Talmudic (Legal) Tradition & Jewish tradition in general


Jesus's Parables --

     See Matthew 13:10-17 for the justification of speaking in 
     parables.


St. Paul (ca. 50 A.D.) -- 

     ". . . our sufficiency is of God; Who also hath made us 
     able ministers of the new testament; not of the letter, but 
     of the spirit; for the letter killeth, but the spirit 
     giveth life."  (II Cor 3:5-6)

     Also:  Jewish ritual law need not be literally observed, 
     for its true meaning is symbolic (ref?)



Now for the Comprehensive Interpretive Systems . . .


St. Augustine (ca. 427 A.D.) -- 

     1.  History
         (events as simply related)
                                    
     2.  Etiology
         (assignment of causes)

     3.  Analogy
         (demonstration of the non-contradiction between 
         passages of scripture)

     4.  Allegory
         (spiritual sense)


Hugh of St. Victor (ca. 1146) --

     1.  Historical Level

     2.  Allegorical Level (including the anagogical)

     3.  Tropological Level (i.e., moral level)

St. Thomas Aquinas (ca. 1272 A.D.) --

     1.  Literal Level

     2.  Allegorical Level

     3.  Tropological or Moral Level

     4.  Anagogical Level


Dante Alighieri (ca. 1308 A.D.) --

     1.  Literal Level
         (not going beyond the strict limits of the letter)

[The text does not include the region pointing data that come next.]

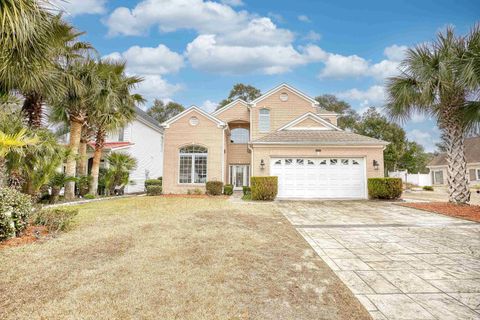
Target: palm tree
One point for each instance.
(62, 46)
(115, 108)
(74, 106)
(23, 25)
(440, 80)
(118, 174)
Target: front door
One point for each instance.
(239, 176)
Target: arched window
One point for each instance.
(193, 164)
(239, 135)
(264, 120)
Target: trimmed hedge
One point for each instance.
(214, 188)
(228, 190)
(55, 219)
(15, 210)
(154, 190)
(384, 188)
(264, 188)
(153, 182)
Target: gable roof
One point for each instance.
(310, 115)
(167, 123)
(319, 137)
(145, 118)
(280, 87)
(228, 106)
(472, 153)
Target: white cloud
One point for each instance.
(338, 66)
(233, 3)
(303, 18)
(148, 60)
(425, 138)
(154, 86)
(78, 7)
(209, 106)
(395, 52)
(312, 36)
(373, 96)
(207, 54)
(171, 15)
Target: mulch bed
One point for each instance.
(31, 234)
(192, 196)
(467, 212)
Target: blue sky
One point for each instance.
(193, 51)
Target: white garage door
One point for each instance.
(319, 177)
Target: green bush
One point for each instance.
(55, 219)
(154, 190)
(264, 188)
(153, 182)
(228, 190)
(214, 188)
(384, 188)
(15, 210)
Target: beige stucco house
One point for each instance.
(438, 165)
(282, 133)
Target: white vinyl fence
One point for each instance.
(419, 179)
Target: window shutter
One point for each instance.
(473, 175)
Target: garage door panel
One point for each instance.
(320, 177)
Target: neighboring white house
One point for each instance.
(143, 140)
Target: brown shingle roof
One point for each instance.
(472, 153)
(322, 137)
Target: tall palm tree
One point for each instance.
(115, 108)
(74, 106)
(62, 46)
(23, 25)
(436, 80)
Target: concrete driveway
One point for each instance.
(401, 263)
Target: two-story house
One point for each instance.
(282, 133)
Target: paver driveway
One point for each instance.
(401, 263)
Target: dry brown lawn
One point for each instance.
(173, 258)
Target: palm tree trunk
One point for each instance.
(32, 108)
(82, 158)
(71, 165)
(97, 155)
(458, 189)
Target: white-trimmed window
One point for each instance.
(239, 135)
(193, 164)
(437, 177)
(264, 120)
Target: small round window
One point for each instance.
(193, 121)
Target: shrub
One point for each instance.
(214, 188)
(384, 188)
(154, 190)
(15, 210)
(152, 182)
(228, 190)
(264, 188)
(55, 219)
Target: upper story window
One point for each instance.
(239, 135)
(264, 120)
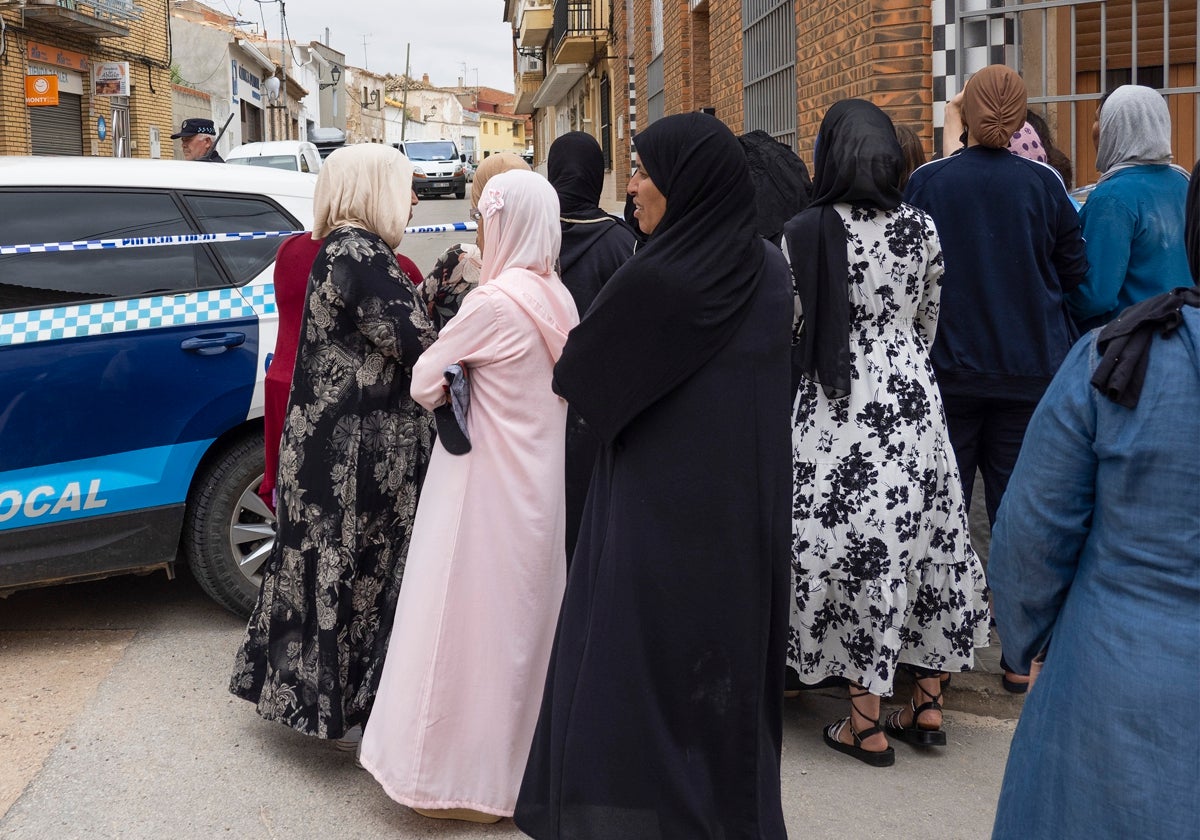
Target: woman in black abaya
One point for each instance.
(594, 246)
(661, 715)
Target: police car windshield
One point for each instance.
(430, 151)
(273, 161)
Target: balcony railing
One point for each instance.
(91, 19)
(581, 29)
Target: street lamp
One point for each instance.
(274, 85)
(335, 75)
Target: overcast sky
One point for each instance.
(448, 36)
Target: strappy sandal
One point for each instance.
(874, 757)
(917, 735)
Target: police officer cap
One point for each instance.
(196, 126)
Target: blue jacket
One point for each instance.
(1013, 249)
(1133, 223)
(1096, 551)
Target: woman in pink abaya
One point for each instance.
(475, 622)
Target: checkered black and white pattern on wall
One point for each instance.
(967, 37)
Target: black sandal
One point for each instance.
(917, 735)
(874, 757)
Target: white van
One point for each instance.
(438, 168)
(137, 319)
(293, 155)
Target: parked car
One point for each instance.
(328, 141)
(438, 168)
(294, 155)
(131, 377)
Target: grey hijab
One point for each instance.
(1135, 129)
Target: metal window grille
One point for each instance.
(768, 66)
(655, 97)
(1071, 53)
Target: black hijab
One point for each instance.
(857, 161)
(1192, 225)
(675, 304)
(575, 168)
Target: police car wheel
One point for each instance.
(229, 531)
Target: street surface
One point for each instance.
(115, 723)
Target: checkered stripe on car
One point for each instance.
(125, 316)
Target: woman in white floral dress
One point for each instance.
(885, 574)
(352, 460)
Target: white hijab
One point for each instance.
(1135, 129)
(369, 186)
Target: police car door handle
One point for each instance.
(211, 343)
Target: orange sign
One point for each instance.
(61, 58)
(41, 90)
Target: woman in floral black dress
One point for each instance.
(352, 461)
(883, 568)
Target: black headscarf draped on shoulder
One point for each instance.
(857, 161)
(1192, 225)
(676, 303)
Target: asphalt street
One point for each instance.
(143, 741)
(115, 721)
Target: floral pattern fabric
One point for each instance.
(881, 551)
(352, 460)
(455, 274)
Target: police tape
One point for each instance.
(192, 239)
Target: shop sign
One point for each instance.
(41, 90)
(69, 82)
(59, 58)
(112, 78)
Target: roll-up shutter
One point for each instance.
(58, 130)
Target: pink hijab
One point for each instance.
(1025, 143)
(521, 241)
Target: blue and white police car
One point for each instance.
(137, 316)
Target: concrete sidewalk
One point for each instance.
(144, 741)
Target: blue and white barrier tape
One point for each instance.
(192, 239)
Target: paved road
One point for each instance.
(115, 723)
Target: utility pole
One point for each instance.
(285, 48)
(403, 105)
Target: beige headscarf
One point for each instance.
(994, 106)
(492, 166)
(369, 186)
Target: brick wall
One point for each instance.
(873, 49)
(150, 99)
(725, 63)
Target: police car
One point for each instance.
(137, 318)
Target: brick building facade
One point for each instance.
(47, 40)
(907, 57)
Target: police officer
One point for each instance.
(199, 139)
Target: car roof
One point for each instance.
(270, 148)
(125, 172)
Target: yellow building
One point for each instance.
(501, 132)
(85, 78)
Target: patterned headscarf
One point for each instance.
(994, 106)
(1135, 129)
(369, 186)
(1025, 143)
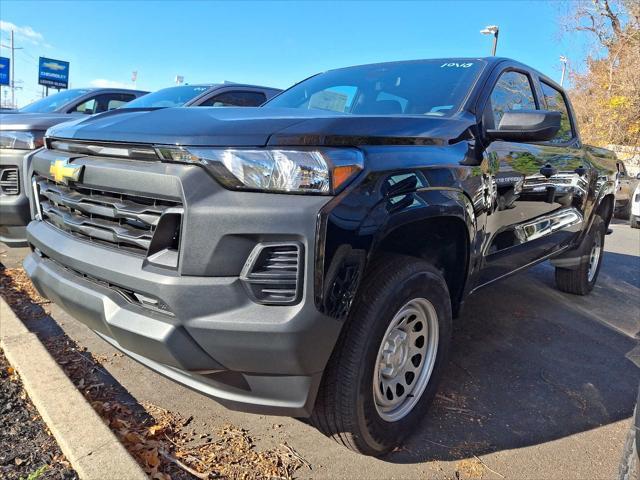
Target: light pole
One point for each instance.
(492, 30)
(563, 60)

     2.  Allegorical Level 
         (the particular truth hidden under a beautiful fiction) 

     3.  Moral Level 
         (containing general moral truths)

     4.  Anagogic Level
         (the spiritual meaning, passing beyond the things of 
         earthly life)



REFLECTIONS:  

How much in these systems (including Augustine's own) really 
goes beyond Augustine's 2-part distinction between KERNEL & 
HUSK? 

Cf. Augustine's KERNEL / HUSK distinction and Horace's 
injunction to please and instruct.  Do they lead in the same or 
in different directions?

Cf. Augustine and Aristotelian formalism -- Augustine seems much 
less interested in studying form; he wants to shuck the HUSK and 
grasp the KERNEL.


AND YET:  

Augustine may be the first person to formulate a coherence 
theory of meaning, rather than a correspondence theory.  MEANING 
DEPENDS ON CONTEXT, NOT DENOTATION.


HISTORICAL IRONIES:

Aristotle wanted to explain the nature of art; his successors 
mined him for pragmatic rules, imitated his formal analysis, and 
discarded the philosophy behind it. 

Augustine & Aquinas develop systems for reading Scripture that 
depend on God's miraculous intervention for the safe 
preservation of meaning in figures; their successors, however, 
take the allegorical reading techniques and apply them to 
profane literature as well.  God turns out not to be necessary.